Study Guide

His Girl Friday Hildy Johnson (Rosalind Russell)

Hildy Johnson (Rosalind Russell)

Hildy The Woman

Hildy wants to feel like a natural woman. She is woman; hear her roar. Man! She feels like a woman.

And for Hildy, being a woman means a whole lot of domestic bliss. She's chasing that hearth and home feeling—she feels as though being a journalist and being a woman are about as compatible as baking soda and vinegar.

HILDY: I'll be a woman, not a news machine! I'll have babies, give them cod-liver oil, and watch their teeth grow!

Dang. That makes you appreciate how far we've come, huh? But she's not just being anti-feminist. She's talking about how robotic she felt in her former marriage to Walter.

When she was married to Walter, Hildy worked all the time on the paper. Walter treated her more like an employee than like a wife; he cut their honeymoon short to go running after a story in a coalmine. He sent her around, she says, "like an errand boy." He was, in short, a "stinker."

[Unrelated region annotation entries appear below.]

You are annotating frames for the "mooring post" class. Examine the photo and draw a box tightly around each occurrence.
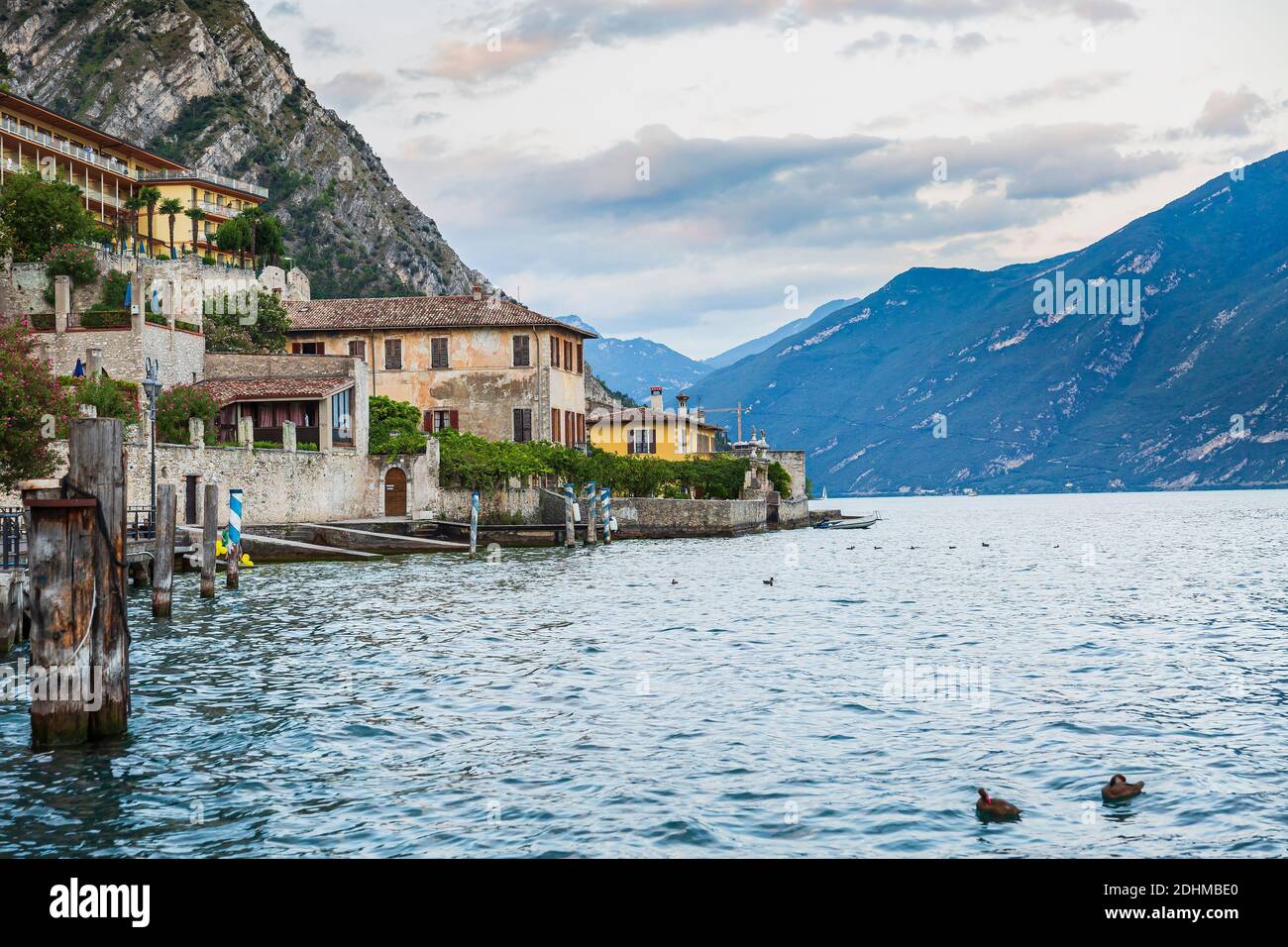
[471,489,480,559]
[152,483,176,618]
[599,487,613,546]
[22,487,98,750]
[201,483,219,598]
[224,489,244,588]
[564,483,577,549]
[65,417,130,737]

But Bruce, her new fiancée, is not a stinker. He's a sweetie. He holds doors open for her. And Hildy likes how he treats her:

HILDY: He treats me like a woman.

See? And part of being a woman is being "respectable." Hildy wants to "live a half-way normal life" — which means honeymoons, babies, and staying at home while Bruce goes out and sells insurance.

Being a woman, in other words, for Hildy, means wearing pretty things, doing her make-up (as she does in that first scene with Walter), raising kids—and giving up her career. Hildy wants to be the kind of woman that woman were expected to be in 1940—beautiful, domestic, and homey.

Hildy the News Machine

Rosalind Russell, who plays Hildy, didn't want to be a domestic goddess, of course. She was a career actress. Grant introduced Russell to her future husband on the set—not an insurance salesman like Bruce, but a producer, Frederick Brisson. She didn't stop working when they got married though; she just kept making film after film.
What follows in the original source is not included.